Wednesday, December 11, 2013

How can Mobile Phones be used to Estimate Air Pollution Exposure?

Mobile phone tracking: in support of modelling traffic-related air pollution contribution to individual exposure and its implications for public health impact assessment(26 page pdf, Hai-Ying Liu , Erik Skjetne, Mike Kobernus, Environmental Health, Nov. 4, 2013)

Today we review a paper that explores an approach that uses personal mobile phones equipped with GPS tracking ability to estimate the exposure of a group of individuals to air pollution and make these estimates available in real-time at low cost. Such a method could be applied in developing countries where expensive monitoring equipment is often unaffordable. The potential of gathering information such as this from a wide segment of society also opens up very large opportunities for progress in public health by collective tracking of large numbers of people.

mobile phone process  

Key Quotes:

“Based on a synthesis of the best available evidence, the HEI (Health Effects Institute) identified that an exposure zone within a range of up to 300 to 500 metres from a major road as the area most highly affected by traffic emissions”

“we propose a conceptual framework to improve exposure assessment by using existing, low cost mobile phone data to obtain individual trajectories to further estimate the concentration of the traffic emission in the roadway network and its contribution to exposure for the urban population.”
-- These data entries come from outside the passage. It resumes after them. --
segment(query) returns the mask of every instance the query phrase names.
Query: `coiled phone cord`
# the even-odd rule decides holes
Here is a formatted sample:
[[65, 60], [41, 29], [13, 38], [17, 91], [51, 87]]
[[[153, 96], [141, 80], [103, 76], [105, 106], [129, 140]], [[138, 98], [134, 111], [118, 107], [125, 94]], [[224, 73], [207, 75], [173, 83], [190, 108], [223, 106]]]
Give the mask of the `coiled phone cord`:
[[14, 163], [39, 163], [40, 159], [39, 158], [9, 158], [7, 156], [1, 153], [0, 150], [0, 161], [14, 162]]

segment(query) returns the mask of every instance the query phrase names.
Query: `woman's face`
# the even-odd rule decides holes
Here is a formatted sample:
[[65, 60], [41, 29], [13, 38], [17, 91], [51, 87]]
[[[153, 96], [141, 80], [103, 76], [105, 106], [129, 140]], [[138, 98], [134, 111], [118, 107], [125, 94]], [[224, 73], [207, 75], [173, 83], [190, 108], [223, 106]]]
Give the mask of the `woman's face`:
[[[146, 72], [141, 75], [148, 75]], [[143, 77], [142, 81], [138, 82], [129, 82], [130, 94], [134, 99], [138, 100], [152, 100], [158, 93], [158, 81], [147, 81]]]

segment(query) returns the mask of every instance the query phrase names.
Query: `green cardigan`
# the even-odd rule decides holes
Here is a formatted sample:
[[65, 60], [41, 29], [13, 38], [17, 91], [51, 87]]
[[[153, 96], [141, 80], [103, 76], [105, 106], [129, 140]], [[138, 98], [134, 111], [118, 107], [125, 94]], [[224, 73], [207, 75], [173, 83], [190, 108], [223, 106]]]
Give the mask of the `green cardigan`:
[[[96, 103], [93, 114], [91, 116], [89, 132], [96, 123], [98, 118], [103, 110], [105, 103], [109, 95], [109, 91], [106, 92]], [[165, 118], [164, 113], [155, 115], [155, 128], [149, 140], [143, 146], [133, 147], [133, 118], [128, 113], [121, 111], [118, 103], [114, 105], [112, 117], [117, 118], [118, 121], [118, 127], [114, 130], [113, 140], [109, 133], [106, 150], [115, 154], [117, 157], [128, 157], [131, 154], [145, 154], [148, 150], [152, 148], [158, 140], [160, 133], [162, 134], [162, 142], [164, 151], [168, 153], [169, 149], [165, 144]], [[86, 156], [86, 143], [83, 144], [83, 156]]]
“This approach is promising due to the following characteristics:
  1. Low cost: There is no cost from the observation part. .. Combination of low cost and standardized mobile phone data makes it is feasible to do population-wide traffic pollution studies….
  2. Near real-time: The system is based on fully automatic calculation and real-time data. One may obtain real-time pollution/exposure fields. This allows identification of high vehicle density congestion events that may contribute significantly to health risk
  3. Effortless citizen participation: Each trajectory reflects one individual citizen. … We believe that using the trajectories of individual mobile phones opens up new perspectives on urban dynamics and public health research.